Gli appartamenti del villaggio ospitano ciascuno otto camere singole, ognuna con bagno privato, e includono tre zone soggiorno e una cucina a vista sulla sala da pranzo, progettate per favorire la vita in comune senza rinunciare alla privacy. All’esterno, il villaggio offre tutti i servizi della quotidianità: bar, minimarket, proloco, chiesa, cine-teatro e parrucchiere, oltre a spazi dedicati al benessere fisico e cognitivo, come una palestra hi-tech e una sala per percorsi sensoriali coordinati dalla psicologa del centro, pensati per stimolare i sensi, la memoria e mantenere corpo e mente attivi.

Perché è proprio questo il doppio binario su cui si muove il villaggio di Monza: da una parte l’estremo bisogno di attenzioni e cure che questo tipo di pazienti hanno, per far star tranquille le famiglie che spesso non hanno le competenze, le abilità o il tempo necessario per tale lavoro di cura,  dall’altra il pensare che non è necessario medicalizzare in modo eccessivo tale patologia, occorre piuttosto restituire il senso dell’esistenza a chi sta smarrendo ricordi e memoria, permettendo loro di comprare i propri biscotti preferiti, fare una messa in piega con bigodini o dire una preghiera in chiesa.
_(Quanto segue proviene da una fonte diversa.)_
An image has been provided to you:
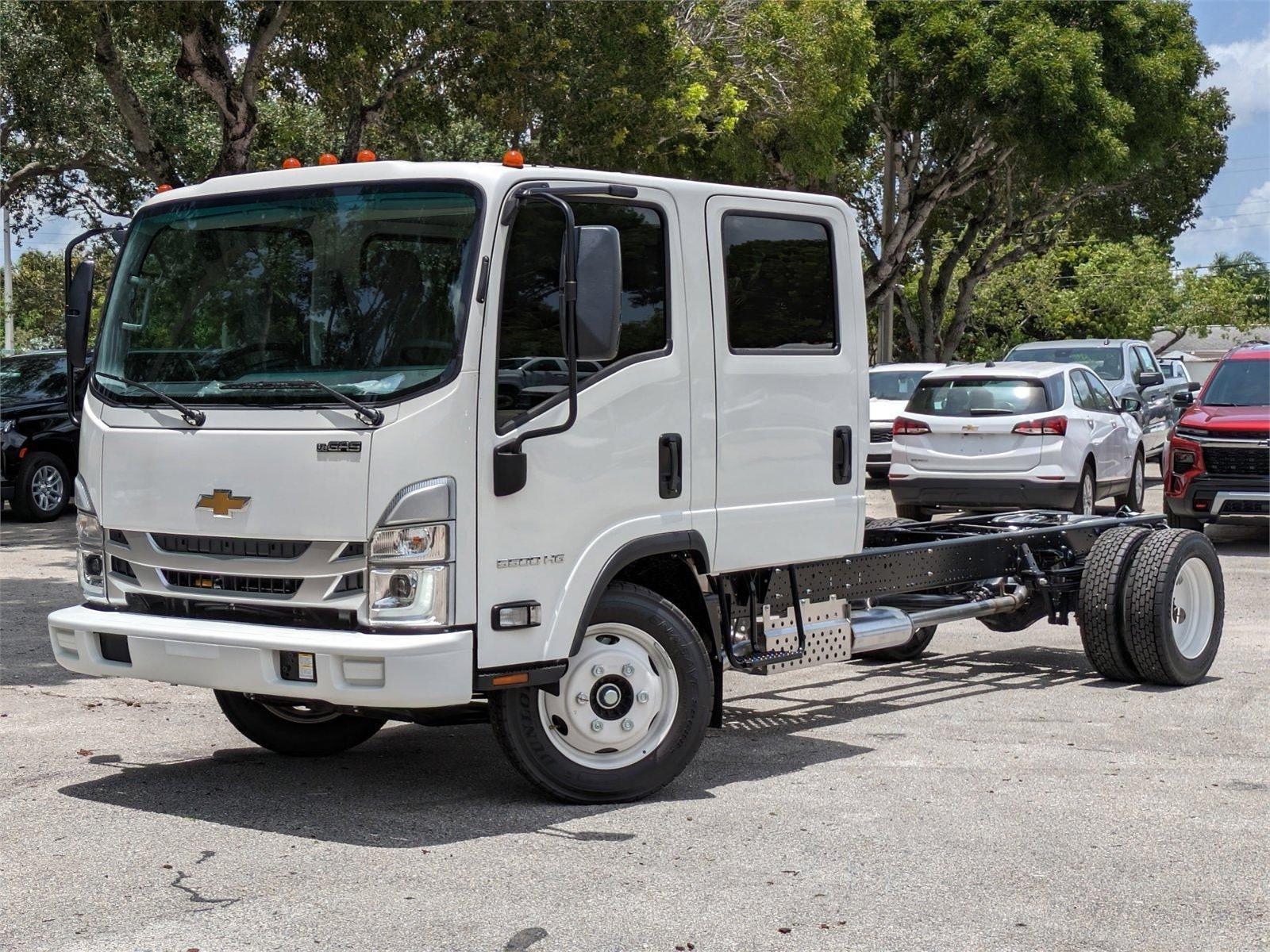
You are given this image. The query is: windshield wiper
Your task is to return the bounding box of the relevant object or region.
[93,370,207,427]
[220,379,383,427]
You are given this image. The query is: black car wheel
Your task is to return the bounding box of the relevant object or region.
[13,453,71,522]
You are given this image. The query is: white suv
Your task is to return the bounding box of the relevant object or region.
[866,363,946,478]
[891,362,1145,519]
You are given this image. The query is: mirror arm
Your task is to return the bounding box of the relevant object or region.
[62,225,119,427]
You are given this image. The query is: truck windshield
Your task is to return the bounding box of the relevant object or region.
[94,182,478,404]
[1006,347,1124,381]
[1202,359,1270,406]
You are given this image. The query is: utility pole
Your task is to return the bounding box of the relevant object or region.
[0,205,13,354]
[878,125,895,363]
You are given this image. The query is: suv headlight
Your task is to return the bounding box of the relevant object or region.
[75,510,106,601]
[368,523,453,627]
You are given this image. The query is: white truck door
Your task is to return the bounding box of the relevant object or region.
[475,186,694,669]
[706,195,868,571]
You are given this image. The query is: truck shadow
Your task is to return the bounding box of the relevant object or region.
[60,647,1133,849]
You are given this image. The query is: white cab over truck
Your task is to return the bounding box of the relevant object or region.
[48,163,1222,802]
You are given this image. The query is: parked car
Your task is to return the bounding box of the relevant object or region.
[866,363,946,478]
[1164,343,1270,529]
[1006,338,1186,466]
[891,360,1145,520]
[498,357,599,410]
[0,351,79,522]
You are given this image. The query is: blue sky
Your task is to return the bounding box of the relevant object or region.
[14,0,1270,267]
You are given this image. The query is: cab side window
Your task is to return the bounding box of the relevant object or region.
[722,212,838,353]
[495,201,671,433]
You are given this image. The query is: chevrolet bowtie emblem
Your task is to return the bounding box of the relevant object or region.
[194,489,252,519]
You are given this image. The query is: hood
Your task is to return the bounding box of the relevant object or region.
[868,397,908,423]
[1177,404,1270,434]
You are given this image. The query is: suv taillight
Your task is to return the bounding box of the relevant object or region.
[1014,416,1067,436]
[891,416,931,436]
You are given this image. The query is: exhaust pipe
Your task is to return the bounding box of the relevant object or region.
[851,585,1027,655]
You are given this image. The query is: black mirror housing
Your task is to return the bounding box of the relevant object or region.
[575,225,622,360]
[66,258,97,370]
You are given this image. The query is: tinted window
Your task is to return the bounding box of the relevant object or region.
[1006,347,1124,379]
[722,214,838,351]
[868,370,929,400]
[0,354,66,401]
[908,377,1054,416]
[495,202,669,429]
[1203,360,1270,406]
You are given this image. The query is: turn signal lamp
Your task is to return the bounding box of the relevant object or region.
[1014,416,1067,436]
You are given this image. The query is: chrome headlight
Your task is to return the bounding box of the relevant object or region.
[368,523,452,627]
[75,510,106,601]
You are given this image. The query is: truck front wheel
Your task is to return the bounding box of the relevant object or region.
[489,582,714,804]
[216,690,383,757]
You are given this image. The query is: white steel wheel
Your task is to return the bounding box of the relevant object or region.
[1168,559,1213,658]
[538,622,679,770]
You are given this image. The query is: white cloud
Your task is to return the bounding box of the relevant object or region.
[1173,180,1270,267]
[1205,24,1270,125]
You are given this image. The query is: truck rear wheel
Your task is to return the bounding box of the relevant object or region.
[1076,525,1151,681]
[1124,529,1226,685]
[214,690,383,757]
[491,582,714,804]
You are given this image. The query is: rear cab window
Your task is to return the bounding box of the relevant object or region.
[906,377,1063,416]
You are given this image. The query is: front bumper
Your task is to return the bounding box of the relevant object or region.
[1164,476,1270,522]
[48,605,474,707]
[891,470,1081,510]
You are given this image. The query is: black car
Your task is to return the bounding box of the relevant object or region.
[0,351,79,522]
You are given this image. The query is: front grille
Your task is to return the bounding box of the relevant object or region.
[160,569,300,595]
[150,532,309,559]
[1221,499,1270,516]
[1204,447,1270,476]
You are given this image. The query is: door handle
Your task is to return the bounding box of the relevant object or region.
[833,427,851,486]
[656,433,683,499]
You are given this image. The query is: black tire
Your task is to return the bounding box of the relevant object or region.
[1124,529,1226,685]
[1076,525,1151,681]
[979,604,1045,632]
[1115,448,1147,512]
[216,690,383,757]
[13,452,71,522]
[895,503,931,522]
[852,624,935,662]
[1164,499,1204,532]
[1072,463,1099,516]
[489,582,714,804]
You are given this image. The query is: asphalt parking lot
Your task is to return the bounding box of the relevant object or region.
[0,485,1270,952]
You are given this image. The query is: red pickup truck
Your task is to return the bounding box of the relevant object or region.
[1162,341,1270,531]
Una quotidianità controllata e sicura che li rende indipendenti e restituisce loro una vita serena e piena.

Ideato e gestito dall’Associazione La Meridiana, il Paese Ritrovato è nato dopo la prima sperimentazione europea, a West, nei dintorni di Amsterdam, dove è attivo un Villaggio dell’Alzheimer già dal 2009, e sta diventando un punto di riferimento per medici, ricercatori, psicologi ed operatori socio-assistenziali che hanno l’idea di farne diventare un modello da esportare.
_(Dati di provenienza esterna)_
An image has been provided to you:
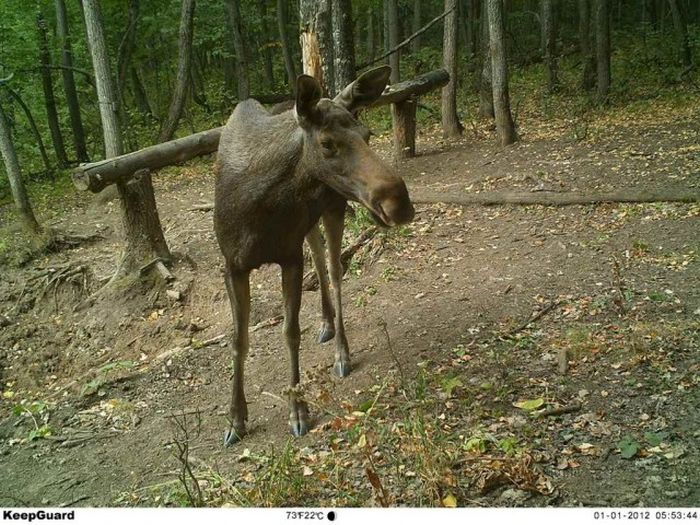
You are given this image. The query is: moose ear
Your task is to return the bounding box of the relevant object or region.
[333,66,391,113]
[294,75,323,127]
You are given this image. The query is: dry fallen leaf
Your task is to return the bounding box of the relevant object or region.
[442,492,457,509]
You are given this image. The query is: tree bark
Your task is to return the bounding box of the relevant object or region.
[442,0,463,137]
[411,0,421,53]
[258,0,275,88]
[384,0,401,84]
[225,0,250,100]
[578,0,596,90]
[5,86,52,172]
[668,0,693,67]
[116,0,140,100]
[158,0,195,142]
[391,98,416,159]
[299,0,335,96]
[331,0,355,96]
[83,0,170,282]
[36,11,68,168]
[277,0,297,91]
[540,0,559,93]
[474,0,495,119]
[56,0,88,162]
[595,0,610,103]
[488,0,518,146]
[0,101,42,237]
[367,6,377,61]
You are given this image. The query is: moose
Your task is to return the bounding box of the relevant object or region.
[214,66,414,446]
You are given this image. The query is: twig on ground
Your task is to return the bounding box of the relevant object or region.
[500,301,561,339]
[537,401,581,418]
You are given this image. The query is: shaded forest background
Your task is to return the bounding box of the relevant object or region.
[0,0,700,204]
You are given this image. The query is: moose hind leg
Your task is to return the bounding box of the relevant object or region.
[323,206,350,377]
[224,264,250,446]
[306,224,335,343]
[282,257,310,437]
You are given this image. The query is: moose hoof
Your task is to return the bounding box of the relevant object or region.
[224,428,245,447]
[318,323,335,343]
[333,361,350,378]
[289,404,311,437]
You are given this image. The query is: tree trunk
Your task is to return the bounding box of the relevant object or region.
[277,0,297,92]
[83,0,170,282]
[578,0,596,90]
[226,0,250,100]
[0,101,42,238]
[540,0,559,93]
[36,12,68,168]
[488,0,518,146]
[56,0,88,162]
[299,0,335,96]
[411,0,422,53]
[391,98,416,159]
[381,0,391,65]
[442,0,463,137]
[258,0,275,87]
[367,6,377,61]
[5,86,52,172]
[158,0,195,142]
[331,0,355,96]
[116,0,139,99]
[460,0,477,61]
[474,0,495,119]
[668,0,697,67]
[384,0,401,84]
[595,0,610,103]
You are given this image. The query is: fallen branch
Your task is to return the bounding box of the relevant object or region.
[501,301,561,339]
[302,226,378,292]
[537,402,581,417]
[411,188,700,206]
[72,128,223,193]
[355,7,455,71]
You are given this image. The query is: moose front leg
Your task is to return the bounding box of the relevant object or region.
[323,204,350,377]
[306,224,335,343]
[282,255,310,437]
[224,263,250,446]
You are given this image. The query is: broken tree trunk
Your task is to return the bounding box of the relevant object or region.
[411,188,700,206]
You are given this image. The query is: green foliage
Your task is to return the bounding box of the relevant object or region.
[617,435,640,459]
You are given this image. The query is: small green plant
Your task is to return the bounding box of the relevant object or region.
[382,265,398,282]
[647,290,667,303]
[12,400,51,441]
[440,376,463,397]
[80,361,136,396]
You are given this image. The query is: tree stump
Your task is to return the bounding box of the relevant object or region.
[391,97,417,160]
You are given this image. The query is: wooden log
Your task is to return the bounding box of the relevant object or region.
[72,128,222,193]
[370,69,450,107]
[391,98,416,160]
[72,69,450,193]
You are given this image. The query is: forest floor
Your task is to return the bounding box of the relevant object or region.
[0,87,700,507]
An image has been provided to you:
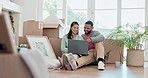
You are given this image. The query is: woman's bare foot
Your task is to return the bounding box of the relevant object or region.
[58,57,64,67]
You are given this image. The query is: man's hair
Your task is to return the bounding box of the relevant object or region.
[85,21,93,26]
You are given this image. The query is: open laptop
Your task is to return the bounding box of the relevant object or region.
[0,13,17,53]
[68,39,88,56]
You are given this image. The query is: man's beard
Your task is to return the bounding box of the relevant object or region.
[84,30,91,34]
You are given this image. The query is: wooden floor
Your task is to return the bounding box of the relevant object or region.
[49,62,148,78]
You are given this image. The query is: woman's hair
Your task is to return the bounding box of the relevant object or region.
[67,21,79,39]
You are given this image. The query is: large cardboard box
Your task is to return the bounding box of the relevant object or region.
[43,24,65,38]
[23,20,43,36]
[43,15,65,38]
[104,39,124,63]
[48,37,62,57]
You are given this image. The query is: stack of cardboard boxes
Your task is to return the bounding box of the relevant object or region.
[19,16,65,56]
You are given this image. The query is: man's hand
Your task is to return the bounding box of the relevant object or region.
[87,39,91,42]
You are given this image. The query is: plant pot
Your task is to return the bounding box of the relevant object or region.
[126,50,144,66]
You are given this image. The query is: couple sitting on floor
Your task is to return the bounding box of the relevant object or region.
[58,21,105,70]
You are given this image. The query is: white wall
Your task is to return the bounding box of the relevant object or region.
[12,0,42,36]
[144,0,148,61]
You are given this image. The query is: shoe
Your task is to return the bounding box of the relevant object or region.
[98,61,105,70]
[63,53,77,70]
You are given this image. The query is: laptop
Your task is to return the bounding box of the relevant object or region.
[0,13,17,53]
[68,39,88,56]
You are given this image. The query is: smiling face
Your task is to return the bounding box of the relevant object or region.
[84,24,93,34]
[71,24,79,35]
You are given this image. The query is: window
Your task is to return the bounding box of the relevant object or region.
[121,0,145,25]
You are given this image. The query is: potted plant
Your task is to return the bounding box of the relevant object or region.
[107,23,148,66]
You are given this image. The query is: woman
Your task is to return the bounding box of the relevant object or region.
[59,21,83,70]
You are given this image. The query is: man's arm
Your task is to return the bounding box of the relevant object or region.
[90,31,105,43]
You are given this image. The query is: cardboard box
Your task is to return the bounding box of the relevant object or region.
[43,14,65,38]
[43,23,65,38]
[104,39,124,63]
[23,20,43,36]
[19,36,29,48]
[49,38,62,57]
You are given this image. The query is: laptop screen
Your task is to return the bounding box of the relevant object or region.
[68,39,88,55]
[0,13,16,53]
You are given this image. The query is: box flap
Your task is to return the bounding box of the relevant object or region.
[44,24,59,28]
[43,15,64,28]
[43,14,60,24]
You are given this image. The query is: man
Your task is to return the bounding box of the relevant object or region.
[63,21,105,70]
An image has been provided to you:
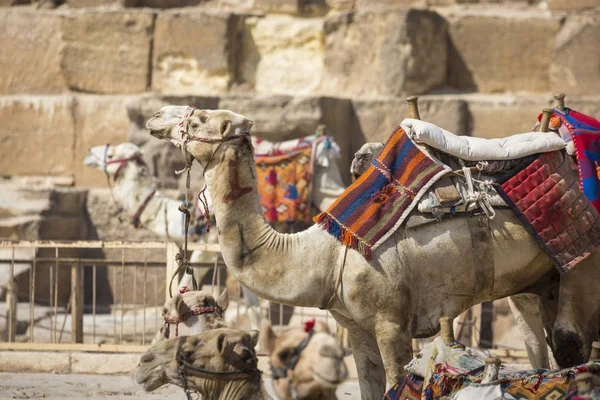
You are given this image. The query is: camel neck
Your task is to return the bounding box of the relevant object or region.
[205,140,341,307]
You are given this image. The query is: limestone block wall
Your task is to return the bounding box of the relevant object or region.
[0,0,600,194]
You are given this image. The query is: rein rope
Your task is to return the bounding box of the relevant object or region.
[169,106,250,298]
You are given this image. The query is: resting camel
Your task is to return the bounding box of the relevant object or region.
[259,320,348,400]
[135,328,269,400]
[350,142,550,369]
[152,290,229,344]
[146,106,600,399]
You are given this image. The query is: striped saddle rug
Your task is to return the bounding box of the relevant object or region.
[314,127,450,260]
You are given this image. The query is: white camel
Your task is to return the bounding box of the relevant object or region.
[350,142,551,369]
[147,106,600,399]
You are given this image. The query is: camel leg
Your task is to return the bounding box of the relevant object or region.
[331,311,385,400]
[375,317,412,390]
[508,294,550,369]
[552,251,600,368]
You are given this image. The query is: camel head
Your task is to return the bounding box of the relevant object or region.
[162,290,229,339]
[134,328,260,398]
[260,320,348,400]
[146,106,254,165]
[83,142,143,177]
[350,142,383,180]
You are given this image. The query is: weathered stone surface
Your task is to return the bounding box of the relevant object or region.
[321,9,447,96]
[550,14,600,96]
[71,353,140,375]
[73,95,136,187]
[0,351,71,373]
[240,15,324,94]
[67,0,123,8]
[219,96,323,141]
[0,95,75,176]
[0,8,67,94]
[352,96,469,144]
[548,0,600,10]
[152,10,242,95]
[61,11,154,93]
[448,9,560,93]
[464,95,551,139]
I costi per la realizzazione non sono bassi, ma il progetto è stato in grado di mettere in moto circoli virtuosi di welfare sociale, con l’impegno attivo di fondazioni, banche, privati cittadini, donazioni varie. Il costo dei pazienti è sostenuto dalle famiglie, che pagano quasi 100 euro al giorno, ma si sta pensando di inserirlo nel circuito dell’assistenza socio-sanitaria della regione Lombardia per permettere l’accesso anche a chi ha soglie di reddito minori.
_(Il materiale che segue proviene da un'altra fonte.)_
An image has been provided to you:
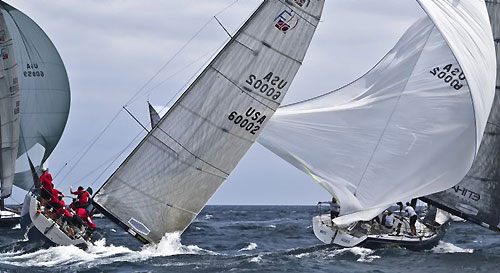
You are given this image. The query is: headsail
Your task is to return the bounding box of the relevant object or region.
[0,6,20,198]
[94,0,324,242]
[0,1,70,189]
[259,0,496,224]
[148,102,160,128]
[422,0,500,230]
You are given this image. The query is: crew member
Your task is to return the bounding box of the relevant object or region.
[328,197,340,223]
[384,210,394,229]
[69,186,92,209]
[75,208,97,240]
[40,167,54,206]
[405,202,417,236]
[49,189,64,211]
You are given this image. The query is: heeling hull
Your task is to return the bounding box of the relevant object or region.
[21,193,87,249]
[359,223,449,251]
[0,216,21,227]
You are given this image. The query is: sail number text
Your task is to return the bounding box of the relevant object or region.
[227,107,266,135]
[430,64,465,90]
[453,186,481,201]
[246,72,288,100]
[23,63,45,77]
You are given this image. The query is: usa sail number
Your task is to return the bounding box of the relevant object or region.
[430,64,465,90]
[245,72,288,100]
[227,107,266,135]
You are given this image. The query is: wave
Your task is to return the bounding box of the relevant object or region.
[431,241,474,253]
[238,243,257,252]
[294,246,381,263]
[0,233,217,267]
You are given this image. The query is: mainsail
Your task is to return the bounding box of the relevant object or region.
[421,0,500,230]
[94,0,324,243]
[0,6,20,197]
[259,0,496,224]
[0,1,70,190]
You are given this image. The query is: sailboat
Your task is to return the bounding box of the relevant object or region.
[20,0,324,245]
[420,1,500,231]
[0,1,70,226]
[259,0,496,249]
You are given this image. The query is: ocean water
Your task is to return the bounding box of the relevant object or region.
[0,206,500,273]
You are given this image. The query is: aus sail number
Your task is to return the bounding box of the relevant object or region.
[430,64,465,90]
[23,71,45,77]
[227,107,266,135]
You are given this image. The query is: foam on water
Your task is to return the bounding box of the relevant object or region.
[0,233,217,267]
[238,243,257,251]
[140,232,217,258]
[431,241,474,253]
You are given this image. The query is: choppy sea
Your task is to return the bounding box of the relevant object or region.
[0,206,500,273]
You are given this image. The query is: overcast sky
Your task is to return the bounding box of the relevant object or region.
[6,0,423,205]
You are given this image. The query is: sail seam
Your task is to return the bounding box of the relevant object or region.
[354,26,436,196]
[151,126,229,176]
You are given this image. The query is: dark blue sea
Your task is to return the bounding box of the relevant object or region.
[0,206,500,273]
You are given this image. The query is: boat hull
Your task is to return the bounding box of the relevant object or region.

Nel marzo 2026 è stata allestita a Milano, presso la Osart Gallery,  una mostra fotografica intitolata “Io sono qui”, dedicata alla vita quotidiana all’interno del villaggio Alzheimer di Monza: immagini, relazioni e singoli momenti vissuti dai residenti, realizzate grazie a un laboratorio di tre mesi condotto da Ri‑Scatti ODV in collaborazione con la cooperativa La Meridiana.

Una curiosità: tutto il centro è assolutamente attento al riciclo e al non-spreco di energia: le casette sono costruite con piccoli computerini che monitorano temperature e fabbisogno di energia, in modo da ridurre gli sprechi energetici.